Interferometric scattering (iSCAT) microscopy with optimized reference wave

The understanding of nanoscale biological processes is limited by the level of details we can achieve when observing their dynamics. Addressing molecules of interest using fluorescent labels is the most common contrast mechanism in biological nano-imaging. However, the complex photophysics of fluorescent labels limits the localization precision as well as observation times in practical experiments. As an alternative to fluorescence-based microscopy interferometric scattering microscopy (iSCAT) was recently introduced. It is an optical microscopy technique allowing to detect and track nanoscale objects with sub-nanometre localization precision. The basic concept of this technique is the interference of light scattered on the particle with a reference wave light partially reflected at the microscopic slide.

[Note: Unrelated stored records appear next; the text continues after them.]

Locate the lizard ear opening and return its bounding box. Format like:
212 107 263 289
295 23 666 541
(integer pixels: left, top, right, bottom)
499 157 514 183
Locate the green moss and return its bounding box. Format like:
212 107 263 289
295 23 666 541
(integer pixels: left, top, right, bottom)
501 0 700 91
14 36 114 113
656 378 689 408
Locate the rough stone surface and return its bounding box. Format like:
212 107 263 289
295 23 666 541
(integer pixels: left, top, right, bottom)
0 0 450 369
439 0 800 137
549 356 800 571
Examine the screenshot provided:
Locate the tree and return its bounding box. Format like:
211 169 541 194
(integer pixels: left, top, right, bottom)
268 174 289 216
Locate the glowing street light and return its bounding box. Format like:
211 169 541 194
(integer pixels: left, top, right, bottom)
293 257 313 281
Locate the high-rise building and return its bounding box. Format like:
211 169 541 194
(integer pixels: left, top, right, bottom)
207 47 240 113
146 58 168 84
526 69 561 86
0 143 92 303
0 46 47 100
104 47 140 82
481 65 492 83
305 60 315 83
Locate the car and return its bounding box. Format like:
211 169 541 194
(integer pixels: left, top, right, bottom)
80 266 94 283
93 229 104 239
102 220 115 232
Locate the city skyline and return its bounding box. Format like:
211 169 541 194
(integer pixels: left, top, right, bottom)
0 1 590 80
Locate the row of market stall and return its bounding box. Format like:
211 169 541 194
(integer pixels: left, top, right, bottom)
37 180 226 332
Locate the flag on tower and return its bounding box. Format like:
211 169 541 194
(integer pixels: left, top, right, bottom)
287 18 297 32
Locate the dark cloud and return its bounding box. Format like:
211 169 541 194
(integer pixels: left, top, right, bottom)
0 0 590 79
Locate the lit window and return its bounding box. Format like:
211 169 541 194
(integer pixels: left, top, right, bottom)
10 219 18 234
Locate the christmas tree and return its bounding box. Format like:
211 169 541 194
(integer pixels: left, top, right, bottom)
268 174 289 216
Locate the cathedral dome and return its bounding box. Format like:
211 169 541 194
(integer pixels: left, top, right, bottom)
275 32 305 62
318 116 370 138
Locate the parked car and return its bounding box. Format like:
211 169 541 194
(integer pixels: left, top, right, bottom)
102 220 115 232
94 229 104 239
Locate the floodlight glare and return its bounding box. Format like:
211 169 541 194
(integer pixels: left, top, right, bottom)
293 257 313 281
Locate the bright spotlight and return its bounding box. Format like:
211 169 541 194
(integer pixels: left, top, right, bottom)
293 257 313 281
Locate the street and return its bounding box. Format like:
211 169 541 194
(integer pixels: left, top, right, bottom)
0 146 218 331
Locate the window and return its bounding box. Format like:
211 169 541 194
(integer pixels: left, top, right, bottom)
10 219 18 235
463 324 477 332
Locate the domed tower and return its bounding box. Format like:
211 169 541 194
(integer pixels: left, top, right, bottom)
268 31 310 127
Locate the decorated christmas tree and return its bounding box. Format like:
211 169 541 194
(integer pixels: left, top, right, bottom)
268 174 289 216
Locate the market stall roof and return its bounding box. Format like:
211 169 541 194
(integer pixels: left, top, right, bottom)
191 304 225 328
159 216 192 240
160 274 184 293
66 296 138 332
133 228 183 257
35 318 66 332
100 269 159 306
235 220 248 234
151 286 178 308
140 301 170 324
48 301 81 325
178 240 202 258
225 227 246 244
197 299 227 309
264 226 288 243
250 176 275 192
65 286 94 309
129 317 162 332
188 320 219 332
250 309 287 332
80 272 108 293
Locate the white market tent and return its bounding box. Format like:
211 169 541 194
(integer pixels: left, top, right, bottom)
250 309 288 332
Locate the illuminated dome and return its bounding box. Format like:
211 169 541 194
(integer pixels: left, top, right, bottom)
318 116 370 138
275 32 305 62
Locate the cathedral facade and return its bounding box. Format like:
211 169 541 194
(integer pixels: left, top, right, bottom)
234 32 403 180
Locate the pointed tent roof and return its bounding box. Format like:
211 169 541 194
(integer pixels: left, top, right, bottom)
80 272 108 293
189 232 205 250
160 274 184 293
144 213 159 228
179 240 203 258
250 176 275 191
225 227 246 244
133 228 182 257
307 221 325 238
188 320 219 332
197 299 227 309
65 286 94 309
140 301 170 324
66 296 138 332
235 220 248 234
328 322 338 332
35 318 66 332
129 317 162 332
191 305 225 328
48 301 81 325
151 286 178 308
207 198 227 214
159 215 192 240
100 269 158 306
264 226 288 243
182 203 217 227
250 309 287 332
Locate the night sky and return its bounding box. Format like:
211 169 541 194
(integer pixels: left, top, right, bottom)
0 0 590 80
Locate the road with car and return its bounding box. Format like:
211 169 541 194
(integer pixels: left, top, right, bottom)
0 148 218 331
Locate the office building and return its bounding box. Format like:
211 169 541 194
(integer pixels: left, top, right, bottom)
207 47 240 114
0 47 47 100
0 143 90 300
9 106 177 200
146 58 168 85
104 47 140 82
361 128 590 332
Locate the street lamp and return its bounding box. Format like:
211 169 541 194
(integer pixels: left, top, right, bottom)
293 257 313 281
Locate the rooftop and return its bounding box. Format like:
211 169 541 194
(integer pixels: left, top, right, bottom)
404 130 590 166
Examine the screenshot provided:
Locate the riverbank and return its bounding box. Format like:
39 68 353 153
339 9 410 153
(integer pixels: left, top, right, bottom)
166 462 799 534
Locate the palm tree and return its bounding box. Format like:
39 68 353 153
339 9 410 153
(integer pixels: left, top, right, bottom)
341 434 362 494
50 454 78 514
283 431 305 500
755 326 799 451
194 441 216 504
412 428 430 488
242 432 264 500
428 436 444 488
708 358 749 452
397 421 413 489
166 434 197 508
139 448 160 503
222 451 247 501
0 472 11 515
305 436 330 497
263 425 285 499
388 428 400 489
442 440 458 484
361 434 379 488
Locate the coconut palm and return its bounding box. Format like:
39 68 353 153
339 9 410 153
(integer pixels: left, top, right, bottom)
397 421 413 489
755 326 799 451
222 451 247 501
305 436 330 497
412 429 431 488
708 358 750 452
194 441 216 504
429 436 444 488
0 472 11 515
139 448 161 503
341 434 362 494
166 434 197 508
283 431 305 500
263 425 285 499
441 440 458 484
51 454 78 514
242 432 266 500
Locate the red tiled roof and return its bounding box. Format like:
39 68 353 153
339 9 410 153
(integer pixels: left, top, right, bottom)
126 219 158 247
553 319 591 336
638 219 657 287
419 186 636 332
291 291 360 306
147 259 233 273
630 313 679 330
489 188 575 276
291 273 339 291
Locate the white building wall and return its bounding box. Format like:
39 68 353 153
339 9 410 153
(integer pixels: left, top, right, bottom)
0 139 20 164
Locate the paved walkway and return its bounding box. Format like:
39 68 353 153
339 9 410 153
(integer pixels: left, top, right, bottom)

Recent advancements pushed the sensitivity and high-speed tracking down to a level of a single unlabelled protein by balancing the amplitudes of scattering and reference waves. This is often achieved by optimizing the reference wave, e.g. via placing a partially transparent mask near the back focal plane of a high numerical aperture microscope. In this contribution we introduce and demonstrate an innovative layout of the iSCAT microscope with optimized reference wave and minimized interferometric artefacts. We benchmark the detection capabilities of the new layout using series of extremely small spherical gold nanoparticles and demonstrate possible applications of the novel detection scheme.